The second example is the Vatican's affirmation that getting married for the second time is a "scandal" and that Catholics who do remarry are not allowed to receive communion. Many of the faithful feel uncomfortable with Pope Benedict XVI's statements on this issue. The gospels reveal that Jesus communed with persons who, seen through today's eyes, acted in ways far from contemporary Vatican morals. He defended adulterous women who were about to be stoned by the moralists of that age, and practised goodness without making any distinctions.
If so many faithful are going to the Pentecostal communities - a phenomenon also found on a wide scale in Africa, Asia, and north America - it is because they are thirsty for a living, real Jesus whom the church proclaims too feebly. This is the humanised and politicised Jesus found in the work of Jon Sobrino, the liberation theologian condemned in March 2007 by the Congregation for the Doctrine of the Faith on the grounds that two of his books "may cause harm to the faithful".
A Spanish priest who has spent his life working with poor people in El Salvador, Father Sobrino narrowly escaped death in 1989 when six of his confrères were murdered by Salvadoran death-squads. Such experiences helped enrich the priest's theology, which focuses on the poor as the primary recipients of Christ's message. Despite this personal story, Benedict XVI sanctioned the rebuke of Father Sobrino, whom the Vatican, with minimal explanation, accused of not sufficiently emphasising the divinity of Jesus.
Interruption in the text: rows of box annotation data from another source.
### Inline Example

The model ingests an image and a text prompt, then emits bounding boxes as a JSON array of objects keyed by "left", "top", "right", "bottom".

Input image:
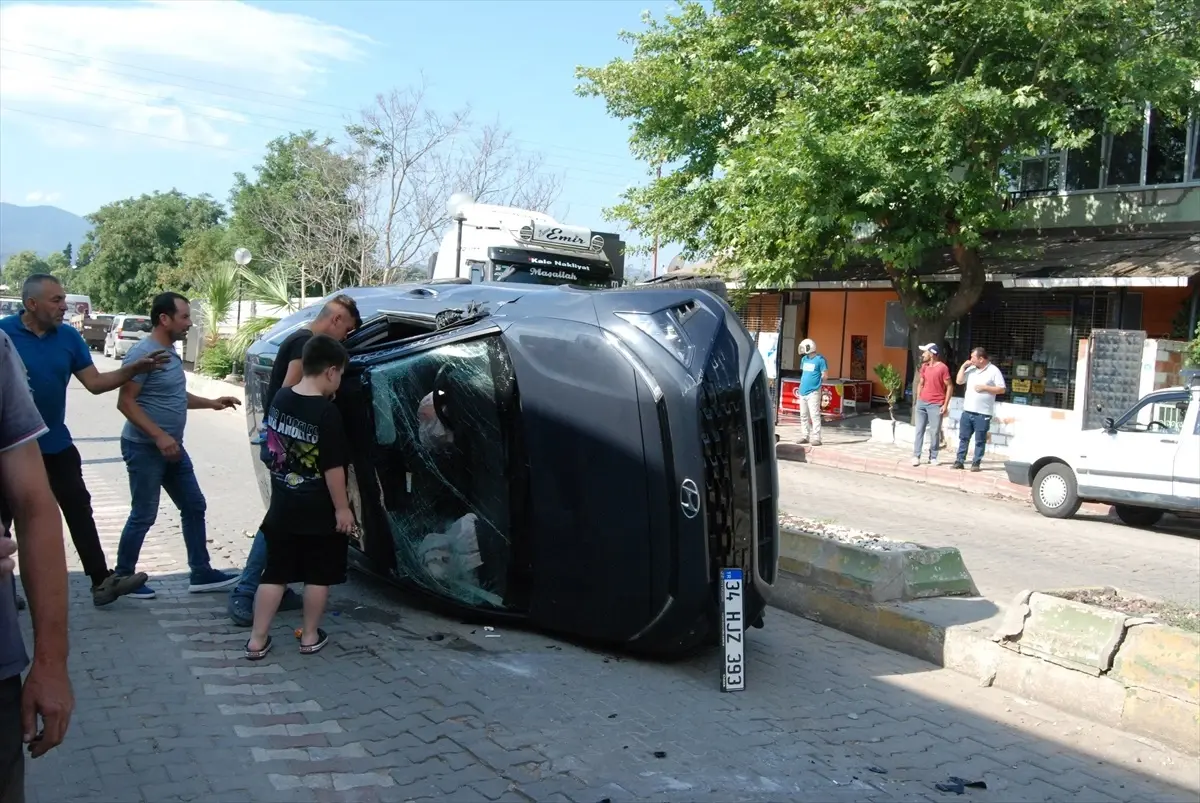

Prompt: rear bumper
[{"left": 1004, "top": 460, "right": 1032, "bottom": 487}]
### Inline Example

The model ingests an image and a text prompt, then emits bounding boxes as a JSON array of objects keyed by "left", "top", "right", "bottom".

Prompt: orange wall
[
  {"left": 1133, "top": 280, "right": 1195, "bottom": 337},
  {"left": 805, "top": 290, "right": 908, "bottom": 396}
]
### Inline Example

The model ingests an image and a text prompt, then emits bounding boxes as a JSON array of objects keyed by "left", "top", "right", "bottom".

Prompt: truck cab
[{"left": 428, "top": 196, "right": 625, "bottom": 288}]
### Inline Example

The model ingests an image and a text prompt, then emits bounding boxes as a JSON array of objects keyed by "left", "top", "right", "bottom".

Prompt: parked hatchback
[{"left": 104, "top": 314, "right": 152, "bottom": 360}]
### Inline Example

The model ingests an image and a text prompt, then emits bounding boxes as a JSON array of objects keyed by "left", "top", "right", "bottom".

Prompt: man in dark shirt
[
  {"left": 0, "top": 331, "right": 74, "bottom": 803},
  {"left": 229, "top": 295, "right": 362, "bottom": 628}
]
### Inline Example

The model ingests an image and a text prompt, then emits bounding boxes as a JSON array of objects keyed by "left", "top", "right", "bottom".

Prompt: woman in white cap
[{"left": 800, "top": 337, "right": 829, "bottom": 447}]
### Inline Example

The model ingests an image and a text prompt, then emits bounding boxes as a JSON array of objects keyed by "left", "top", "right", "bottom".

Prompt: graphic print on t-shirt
[{"left": 266, "top": 407, "right": 324, "bottom": 490}]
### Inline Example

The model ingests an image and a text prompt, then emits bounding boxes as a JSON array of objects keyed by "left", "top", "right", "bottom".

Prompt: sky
[{"left": 0, "top": 0, "right": 674, "bottom": 264}]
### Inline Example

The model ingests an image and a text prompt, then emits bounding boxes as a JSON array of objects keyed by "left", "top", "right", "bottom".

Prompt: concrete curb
[
  {"left": 779, "top": 528, "right": 979, "bottom": 603},
  {"left": 185, "top": 371, "right": 246, "bottom": 405},
  {"left": 767, "top": 571, "right": 1200, "bottom": 755},
  {"left": 775, "top": 442, "right": 1109, "bottom": 516}
]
Theologically it was a questionable judgment. The then Cardinal Ratzinger fought a long, successful campaign against liberation theology, and now, as Pope Benedict, can enjoy the pax Romana that he helped to secure. Rome may not have silenced the popular priest altogether, but it has declared that Sobrino's teachings are "not in keeping with the Catholic faith", and invited bishops to act against him, as some have indeed done. The censure was also a sorrowful blow to Sobrino's supporters in Latin America who believe that justice goes hand-in-hand with charity. It is also thanks to the church's "base communities" that Latin America is the world's largest Catholic region:
Continent Catholics (%)
For Benedict XVI and Latin American bishops, for right and left Catholics, for officials of the Vatican and of Church base communities, Jesus is decidedly the central issue. The Vatican and its clerical establishment adheres to the liberal Platonism (via St Augustine) that opposes the divinity and humanity of Christ. The church in the region and its local communities ratifies this nearness, in the spirit of the apostle Paul: divinity is the plenitude of humanity, and humanity is the harbinger of plenitude.
There is more. Changes in the role of women in the church, teachings on sexual behaviour, or flexibility over abortion are out of the question for Benedict XVI. He has reinforced the primacy of the pope - an issue his predecessor had opened for debate. He has tried to tone down the emphasis on the person of the pope, a motif of John Paul II's style, and return it to the basics of the faith. Above all, in his pronouncements and writings, Benedict XVI has carefully accentuated the positives aspects of faith. His first encyclical, released on 25 December 2005, was titled "God Is Love", and announced: "Christianity, Catholicism, is not a collection of prohibitions: it is a positive option".
For officials of Vatican and for the faithful alike, making words and acts consistent is a difficult task. The issues surrounding Pope Benedict XVI's visit to Brazil provoke doubt whether the pontiff will truly be able to speak to Latin America, and to touch its heart.